DOE Proposes New Funds to Clean Up Paducah and Portsmouth Plants

Proposed federal funding totaling $222.7 million will be used for cleanup, waste management and worker health initiatives at the gaseous diffusion plants.

After a year riddled with problems, the Department of Energy (DOE) announced a new funding commitment for cleanup, waste management and worker health initiatives at the Paducah Gaseous Diffusion Plant in Kentucky and the Portsmouth Plant in Ohio.

The Clinton/Gore Administration's Fiscal Year 2001 budget request is scheduled to be submitted to Congress on Feb. 7 and proposes federal funding totaling $109.2 million for the Paducah site and $113.5 million for the Portsmouth site.

"Our budget request to Congress puts our word into actions -- we're investing dollars to clean up gaseous diffusion plants, protect workers and create new jobs," said Secretary of Energy Bill Richardson. "This administration and this country have the resources and the will to make this happen."

Richardson also announced that the department is sending a request to Congress for $26 million for additional cleanup and health activities this year -- of which each plant would get more than $11 million.

The supplemental request includes $3.3 million at both the Paducah and Portsmouth plants as well as a third gaseous diffusion plant in Oak Ridge, Tenn., to fund expanded medical monitoring of workers and ongoing investigations at the plants.

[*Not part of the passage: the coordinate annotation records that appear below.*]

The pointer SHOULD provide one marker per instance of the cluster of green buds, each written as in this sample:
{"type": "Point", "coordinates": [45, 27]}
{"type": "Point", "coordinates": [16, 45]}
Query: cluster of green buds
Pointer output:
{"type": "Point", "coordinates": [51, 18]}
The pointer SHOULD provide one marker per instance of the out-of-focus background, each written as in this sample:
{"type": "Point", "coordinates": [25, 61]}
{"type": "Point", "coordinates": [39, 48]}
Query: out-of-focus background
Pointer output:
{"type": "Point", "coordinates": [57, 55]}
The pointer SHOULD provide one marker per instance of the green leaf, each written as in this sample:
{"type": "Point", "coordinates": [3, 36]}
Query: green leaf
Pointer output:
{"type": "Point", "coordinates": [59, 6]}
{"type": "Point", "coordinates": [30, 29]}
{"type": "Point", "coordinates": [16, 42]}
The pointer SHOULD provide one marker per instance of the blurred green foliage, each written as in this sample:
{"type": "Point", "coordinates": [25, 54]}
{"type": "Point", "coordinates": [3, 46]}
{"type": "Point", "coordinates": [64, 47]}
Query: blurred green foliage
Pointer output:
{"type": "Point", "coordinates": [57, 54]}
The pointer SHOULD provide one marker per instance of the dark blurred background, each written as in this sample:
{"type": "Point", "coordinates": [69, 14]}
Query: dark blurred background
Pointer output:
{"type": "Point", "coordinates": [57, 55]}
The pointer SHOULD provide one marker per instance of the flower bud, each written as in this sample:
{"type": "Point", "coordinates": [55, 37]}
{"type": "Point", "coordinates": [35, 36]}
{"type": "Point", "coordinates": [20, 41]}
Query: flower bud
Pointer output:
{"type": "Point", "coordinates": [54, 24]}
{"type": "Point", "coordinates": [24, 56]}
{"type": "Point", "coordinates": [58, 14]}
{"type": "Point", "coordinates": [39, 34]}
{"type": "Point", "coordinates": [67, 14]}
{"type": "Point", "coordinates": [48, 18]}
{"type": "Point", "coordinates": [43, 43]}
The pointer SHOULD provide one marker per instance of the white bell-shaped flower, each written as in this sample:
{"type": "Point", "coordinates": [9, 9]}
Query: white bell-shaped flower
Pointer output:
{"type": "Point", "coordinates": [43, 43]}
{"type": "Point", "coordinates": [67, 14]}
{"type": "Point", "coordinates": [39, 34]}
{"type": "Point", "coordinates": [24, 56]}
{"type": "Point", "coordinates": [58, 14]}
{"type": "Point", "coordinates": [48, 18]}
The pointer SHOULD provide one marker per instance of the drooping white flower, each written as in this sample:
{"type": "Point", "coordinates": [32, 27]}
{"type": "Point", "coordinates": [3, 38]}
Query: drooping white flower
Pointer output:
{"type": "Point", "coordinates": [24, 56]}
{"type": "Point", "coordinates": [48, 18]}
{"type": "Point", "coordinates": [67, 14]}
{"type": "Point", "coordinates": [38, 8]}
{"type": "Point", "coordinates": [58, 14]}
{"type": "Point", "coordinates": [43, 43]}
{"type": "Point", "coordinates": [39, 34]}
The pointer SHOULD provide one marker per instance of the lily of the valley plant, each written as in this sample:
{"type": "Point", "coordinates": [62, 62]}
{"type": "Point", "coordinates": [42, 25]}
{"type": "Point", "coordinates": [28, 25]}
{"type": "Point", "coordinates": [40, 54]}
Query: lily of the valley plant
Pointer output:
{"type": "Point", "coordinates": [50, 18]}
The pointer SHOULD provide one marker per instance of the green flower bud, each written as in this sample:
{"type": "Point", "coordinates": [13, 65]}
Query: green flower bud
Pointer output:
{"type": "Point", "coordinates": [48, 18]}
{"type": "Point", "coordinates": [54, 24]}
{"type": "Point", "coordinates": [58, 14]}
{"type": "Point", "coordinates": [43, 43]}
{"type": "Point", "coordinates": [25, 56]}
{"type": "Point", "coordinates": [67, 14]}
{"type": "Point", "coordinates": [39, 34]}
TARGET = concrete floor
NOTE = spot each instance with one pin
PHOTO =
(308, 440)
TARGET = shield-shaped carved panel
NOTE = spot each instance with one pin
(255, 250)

DOE will use the cleanup funds for Paducah to remove a pile of drums containing scrap metal and begin to characterize the burial ground underneath it. It will also continue to remove the remaining 51,000 tons of contaminated scrap in eight outside storage areas to reduce contamination in creeks.

Cleanup funds will complete final corrective actions to remove contaminated groundwater plumes at the south side of the Portsmouth site.

The department will begin the design for and construction of actions to clean up contaminated soil and the plume on the northeast of the site as well.

In addition, 18,000 containers of mixed, low-level waste will be characterized to meet criteria for the receiving disposal facility.

The waste to be disposed of includes personal protective equipment, sampling equipment, floor sweepings and other miscellaneous debris that are contaminated with low levels of radioactive material.

Closing of the waste storage area would be completed this year, at least a year earlier than previously planned.